Segundo a senhora, o povo angolano só começará a evoluir se trocar o funge por salada, sopa e, quem sabe, umas torradas integrais com abacate. Por outras palavras: basta mudarmos o menu para nos tornarmos desenvolvidos e quem sabe civilizados. Esta ideia, dita com tom sério e vestida de pretensa autoridade académica, é um insulto à inteligência nacional. Reduzir esse alimento a um símbolo de atraso é cuspir no prato que alimentou gerações.
Alguns intelectuais angolanos são, de facto, uma vergonha — não pela sua ignorância, mas pela arrogância intelectual. O problema maior não é ter opiniões. É usar a posição de “intelectual” para espalhar preconceitos como se fossem teses. A senhora em questão não apresentou dados, fontes ou raciocínios minimamente estruturados. Limitou-se a dar um palpite embalado numa crítica social ruidosa.
Funge não atrasa ninguém. Ignorância, sim.
- “Intelectual que culpa o funge pelo atraso de Angola devia ir fazer o doutoramento no reino da desinformação.”
- “O problema de Angola não está no prato, está na mentalidade como da senhora em questão.”
- “Um povo que se alimenta de argumentos vazios morre de fome de verdade.”
- O problema não é o funge — é a falta de fermento nas ideias.”
- “Não se constrói um país com argumentos sem proteína intelectual.”
Não há nenhum estudo científico que comprove que comer funge causa sono de forma anormal.
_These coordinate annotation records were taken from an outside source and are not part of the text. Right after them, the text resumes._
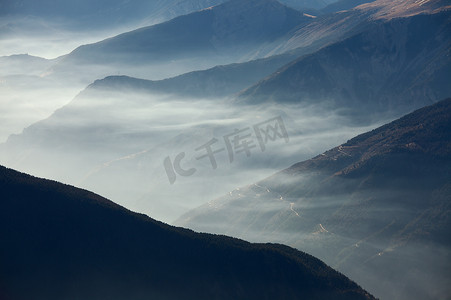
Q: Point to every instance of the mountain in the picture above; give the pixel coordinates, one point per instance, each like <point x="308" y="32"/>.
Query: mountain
<point x="376" y="208"/>
<point x="61" y="242"/>
<point x="228" y="31"/>
<point x="100" y="13"/>
<point x="397" y="65"/>
<point x="343" y="5"/>
<point x="219" y="81"/>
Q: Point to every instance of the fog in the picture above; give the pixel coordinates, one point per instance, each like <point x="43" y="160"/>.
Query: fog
<point x="115" y="143"/>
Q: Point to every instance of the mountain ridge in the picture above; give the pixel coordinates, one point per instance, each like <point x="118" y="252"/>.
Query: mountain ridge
<point x="60" y="241"/>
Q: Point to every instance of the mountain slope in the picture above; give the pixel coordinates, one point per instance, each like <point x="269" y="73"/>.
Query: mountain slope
<point x="219" y="81"/>
<point x="100" y="13"/>
<point x="60" y="242"/>
<point x="376" y="207"/>
<point x="231" y="30"/>
<point x="397" y="65"/>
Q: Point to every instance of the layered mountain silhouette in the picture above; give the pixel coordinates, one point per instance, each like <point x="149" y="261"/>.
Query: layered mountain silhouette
<point x="231" y="30"/>
<point x="376" y="207"/>
<point x="396" y="65"/>
<point x="60" y="242"/>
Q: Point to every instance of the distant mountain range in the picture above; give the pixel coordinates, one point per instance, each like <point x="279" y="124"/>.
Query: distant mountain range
<point x="377" y="206"/>
<point x="60" y="242"/>
<point x="227" y="32"/>
<point x="397" y="65"/>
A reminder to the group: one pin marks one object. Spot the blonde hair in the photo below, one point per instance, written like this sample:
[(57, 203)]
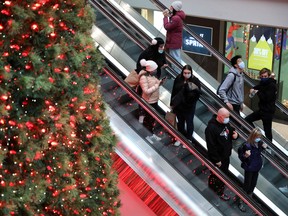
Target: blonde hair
[(255, 133)]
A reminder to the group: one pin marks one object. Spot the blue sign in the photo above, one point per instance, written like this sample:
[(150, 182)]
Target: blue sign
[(190, 44)]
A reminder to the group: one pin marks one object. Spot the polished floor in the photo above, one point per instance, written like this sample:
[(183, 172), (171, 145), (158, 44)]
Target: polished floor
[(131, 204)]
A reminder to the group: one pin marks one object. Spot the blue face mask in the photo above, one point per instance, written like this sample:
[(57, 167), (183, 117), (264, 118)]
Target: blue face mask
[(226, 120), (264, 79)]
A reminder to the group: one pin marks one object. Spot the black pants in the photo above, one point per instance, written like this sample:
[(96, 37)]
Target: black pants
[(149, 121), (214, 182), (188, 118), (236, 108), (266, 120), (250, 181)]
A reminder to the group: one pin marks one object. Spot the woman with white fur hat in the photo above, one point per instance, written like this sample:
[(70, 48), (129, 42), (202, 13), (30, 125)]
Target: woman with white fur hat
[(173, 23), (150, 91)]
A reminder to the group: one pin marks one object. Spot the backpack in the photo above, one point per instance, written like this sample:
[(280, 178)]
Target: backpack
[(229, 86)]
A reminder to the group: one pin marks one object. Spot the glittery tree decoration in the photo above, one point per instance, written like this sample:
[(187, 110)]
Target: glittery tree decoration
[(55, 139)]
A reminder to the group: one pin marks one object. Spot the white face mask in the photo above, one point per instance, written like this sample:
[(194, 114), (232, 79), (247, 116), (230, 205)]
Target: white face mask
[(226, 120), (187, 76), (241, 65)]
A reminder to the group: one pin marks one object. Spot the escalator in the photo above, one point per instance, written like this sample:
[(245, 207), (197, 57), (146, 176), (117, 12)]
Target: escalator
[(132, 50), (185, 162), (203, 114)]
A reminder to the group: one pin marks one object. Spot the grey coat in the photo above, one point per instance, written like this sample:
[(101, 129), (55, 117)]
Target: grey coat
[(234, 95)]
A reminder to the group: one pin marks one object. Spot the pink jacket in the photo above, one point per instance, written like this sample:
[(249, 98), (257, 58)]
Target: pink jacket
[(150, 88), (174, 28)]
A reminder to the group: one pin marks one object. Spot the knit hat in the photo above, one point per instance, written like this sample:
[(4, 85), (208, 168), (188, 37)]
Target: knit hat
[(157, 41), (177, 5), (149, 65)]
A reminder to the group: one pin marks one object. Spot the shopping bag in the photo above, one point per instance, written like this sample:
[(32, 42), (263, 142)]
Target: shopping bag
[(171, 118)]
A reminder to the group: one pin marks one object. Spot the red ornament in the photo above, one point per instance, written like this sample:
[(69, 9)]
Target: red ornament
[(35, 27)]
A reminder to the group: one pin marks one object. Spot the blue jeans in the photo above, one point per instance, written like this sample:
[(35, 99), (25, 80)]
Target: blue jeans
[(175, 53)]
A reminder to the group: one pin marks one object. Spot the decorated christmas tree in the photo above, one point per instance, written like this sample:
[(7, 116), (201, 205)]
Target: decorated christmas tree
[(55, 139)]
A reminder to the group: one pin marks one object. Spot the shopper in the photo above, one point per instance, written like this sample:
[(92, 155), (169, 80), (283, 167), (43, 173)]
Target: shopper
[(150, 93), (219, 135), (251, 162), (156, 53), (185, 94), (173, 23), (266, 91), (231, 91)]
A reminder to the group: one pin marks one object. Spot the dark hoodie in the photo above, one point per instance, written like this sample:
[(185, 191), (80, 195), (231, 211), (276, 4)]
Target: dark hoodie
[(174, 28), (219, 140), (267, 93), (190, 98), (151, 53)]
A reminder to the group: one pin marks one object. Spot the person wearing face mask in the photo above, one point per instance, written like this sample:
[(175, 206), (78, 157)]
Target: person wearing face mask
[(251, 162), (150, 93), (219, 135), (231, 90), (173, 24), (266, 91), (156, 53), (185, 94)]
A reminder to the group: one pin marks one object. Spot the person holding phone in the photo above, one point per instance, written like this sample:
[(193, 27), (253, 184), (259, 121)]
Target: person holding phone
[(185, 94)]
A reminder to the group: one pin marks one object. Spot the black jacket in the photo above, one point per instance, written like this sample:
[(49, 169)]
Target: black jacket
[(267, 93), (151, 53), (190, 97), (219, 140)]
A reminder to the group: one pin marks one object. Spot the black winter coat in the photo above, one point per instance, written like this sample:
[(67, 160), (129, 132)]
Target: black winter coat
[(267, 93), (190, 97), (151, 53)]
É um alimento rico em hidratos de carbono, como qualquer outro alimento básico no mundo. A sonolência depois de comer não é provocada pelo funge, mas pela digestão natural. Se formos seguir essa lógica, então os italianos, depois de comerem massa, também não deveriam produzir nada. Nem os franceses, com os seus queijos e vinhos ao almoço. Que tal a batata e o feijão no brasil também é pesado.
O facto de algumas pessoas dormirem depois de comer funge não significa que o funge seja o culpado pelo subdesenvolvimento do país. Isso é como dizer que “o sol provoca pobreza porque em África faz calor”. É uma lógica tão fraca que quase colapsa sob o peso do próprio disparate.
O que nos atrasa não é o funge, é:
- A corrupção institucionalizada;
- O desprezo pela educação de qualidade;
- O medo da crítica livre;
- O culto da aparência em vez da competência.
Quem pensa que basta trocar o funge por salada para termos civilização, devia primeiro estudar história, economia e humildade. Não precisamos de menos funge. Precisamos de mais escolas, mais livros, mais justiça, mais ética, mais verdade. É impressionante como alguns supostos “pensadores” em Angola passaram a confundir opinião com conhecimento. A senhora que defendeu esta teoria apresenta-se como alguém que reflecte sobre a realidade, mas o que faz é precisamente o contrário: simplifica a realidade até ela se tornar caricatura.